Antes de decidir pelo tipo de tratamento, os médicos se reuniram entre si. Em seguida, tiveram um encontro com o ex-presidente, no qual foram apresentadas todas as alternativas de tratamento. A mais eficaz seria uma cirurgia, que eliminaria todo o tumor, mas deixaria o ex-presidente sem voz ou afônico, como se falasse engasgado, o que é conhecido vulgarmente como "voz de pato Donald". Como a cirurgia poderia impedir que Lula voltasse a discursar, ele mesmo optou pela quimioterapia ou radioterapia. "Todos nós esperamos que ele tenha uma vida completamente normal durante o tratamento e no futuro", disse o médico Artur Katz. Às 20h13, Lula deixou o hospital.

Na manhã de ontem, amigos foram ao hospital, mas não conseguiram ver Lula, que estava sedado. No fim da tarde, o ministro da Fazenda, Guido Mantega, fez uma visita rápida. Ao sair do hospital, disse que o ex-presidente usava uma máscara de oxigênio após passar por exames médicos entre a manhã e a tarde. "Ele vai superar essa dificuldade porque é um lutador", ressaltou.

Durante a Cúpula Ibero-Americana, no Paraguai, o presidente do país, Fernando Lugo, deu aos demais líderes presentes a notícia, desejou melhoras a Lula e recomendou exames periódicos aos outros presidentes.

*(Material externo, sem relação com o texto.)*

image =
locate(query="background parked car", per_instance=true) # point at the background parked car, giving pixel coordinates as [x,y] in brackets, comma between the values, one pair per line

Assim que a notícia de que Lula estava no Sírio-Libanês com diagnóstico de câncer, muitas pessoas foram à porta do hospital. Um grupo de senhoras que fazia rodas de oração para o ex-vice-presidente José Alencar, morto em março após lutar há 15 anos contra um câncer no abdômen, também passou a rezar pelo ex-presidente. "O Lula ainda tem muito o que contribuir pela nação", disse a aposentada Fátima Baldasserine, 58 anos.

Representantes do Sindicato dos Metalúrgicos de São Bernardo do Campo, entidade onde Lula começou sua militância política, tentaram fazer uma visita a Lula, mas foram desaconselhados. O sindicato divulgou uma nota de solidariedade: "Acompanhamos suas lutas no passado, em defesa do bem-estar de milhões de trabalhadores do País e estamos, mais uma vez, ao lado deste grande líder e companheiro, formando, junto com o povo brasileiro, uma corrente de fé, torcendo pela sua plena recuperação". O Corinthians, time de futebol de Lula, também divulgou nota de apoio: "O dia não começou com a melhor das notícias. Todos os brasileiros e principalmente nós, os corinthianos, se assustaram com o problema de saúde do nosso ex-presidente Lula. Estamos todos na torcida para que você esteja em breve junto com a gente torcendo pelo Timão".